XLIII. Sucedieron aquel año muchos prodigios. Pusiéronse sobre el capitolio aves infaustas y de mal agüero. Cayeron muchas casas por los continuos terremotos, y mientras va pasando de sus límites el temor con la huida universal y confuso tropel del vulgo, quedaron oprimidos los más débiles. La esterilidad de la cosecha y el hambre que de esto resultó eran también tomados por prodigio; tal que, no contentándose el pueblo con hacer sus quejas en secreto, hallándose un día Claudio en su tribunal administrando justicia, le cercan por todas partes con gritos sediciosos, llevándole de vuelo hacia un rincón de la plaza, le apretaban allí, hasta que hubo de romper con una tropa de soldados de su guarda por medio de aquella enfadosa muchedumbre. Es cosa cierta que en Roma no había qué comer sino sólo para quince días; mas por la gran bondad de los dioses y blandura del invierno, que concedió libre comercio por la mar, la ciudad fue socorrida en su necesidad extrema. Y con todo eso es verdad que Italia solía proveer de vituallas a provincias muy distantes: ni ahora padecemos hambre porque la tierra sea menos fértil que entonces; mas queremos antes cultivar las provincias de África y Egipto, y poner la vida del pueblo romano a discreción de las naves y de la fortuna.
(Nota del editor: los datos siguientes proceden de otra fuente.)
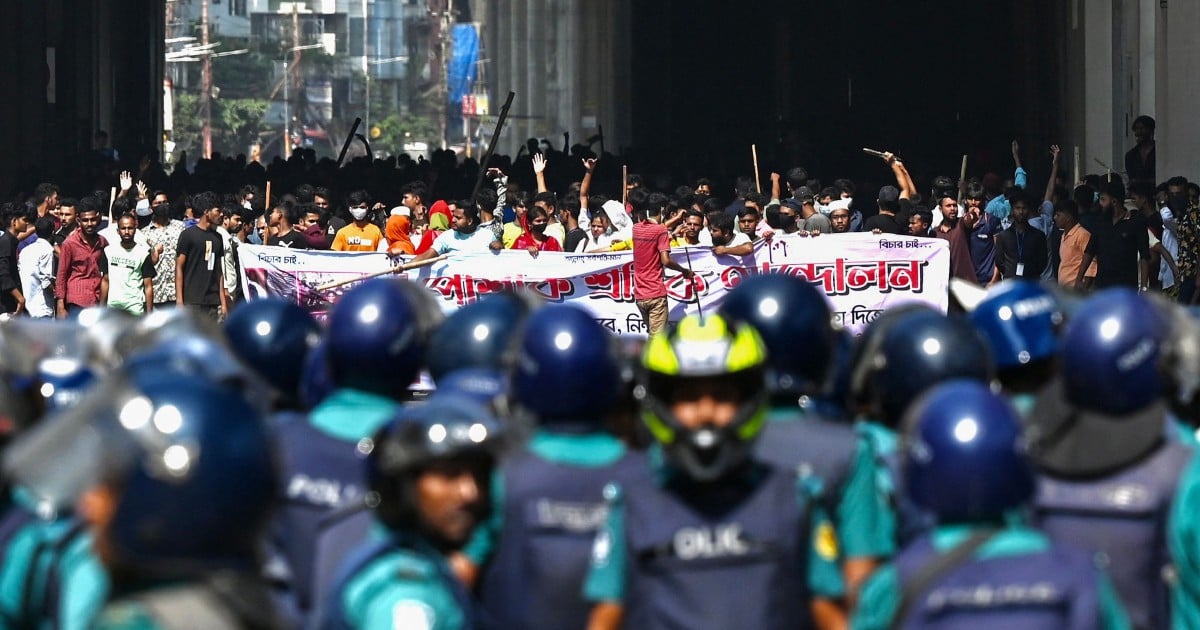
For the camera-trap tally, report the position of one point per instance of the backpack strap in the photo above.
(934, 570)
XLIV. En este mismo año, la guerra que se levantó entre los armenios y los iberos fue ocasión de grandes movimientos entre los partos y romanos. Mandaba a la gente de los partos Vologeso, el cual, nacido de una griega, manceba de su padre, había por consentimiento de sus hermanos alcanzado el reino. Farasmanes tenía antigua posesión de los iberos, y su hermano Mitrídates poseía con nuestras fuerzas a los armenios. Tenía Farasmanes un hijo llamado Radamisto, de hermoso aspecto, gallarda disposición y fuerzas notables; y junto con esto, no estando mal instruido en las astucias de su padre, le hacían todas estas cosas famoso entre sus vecinos. Éste, con mayor atrevimiento y más de ordinario que debiera para encubrir sus ambiciosos deseos, solía decir que para gozar de un reino tan pequeño como el de Iberia era sobrada dilación la que le causaba la vejez de su padre. Sabido esto por Farasmanes, viéndole tan deseoso de reinar presto, y no temiendo menos de la prontitud y favor de sus vasallos para con él que de verse ya casi al fin de su vida, resuelto en alimentarle con otras esperanzas, le muestra el reino de Armenia y le trae a la memoria cómo, después de echados los partos, lo había dado él mismo a Mitrídates; mas que convenía a diferir la vía de fuerza y procurarle oprimir impensadamente con engaños. Siguiendo, pues, este consejo Radamisto, y fingiendo estas reñidas con su padre, como quien se hallaba incapaz de poder sufrir más los aborrecimientos de su madrastra, se va a su tío, del cual recibido con mucha benignidad y tratado como hijo comienza a levantar los ánimos de los principales armenios a deseo de novedades; mientras Mitrídates, no pensando en cosa menos que en recatarse de él, trataba de procurar su reconciliación.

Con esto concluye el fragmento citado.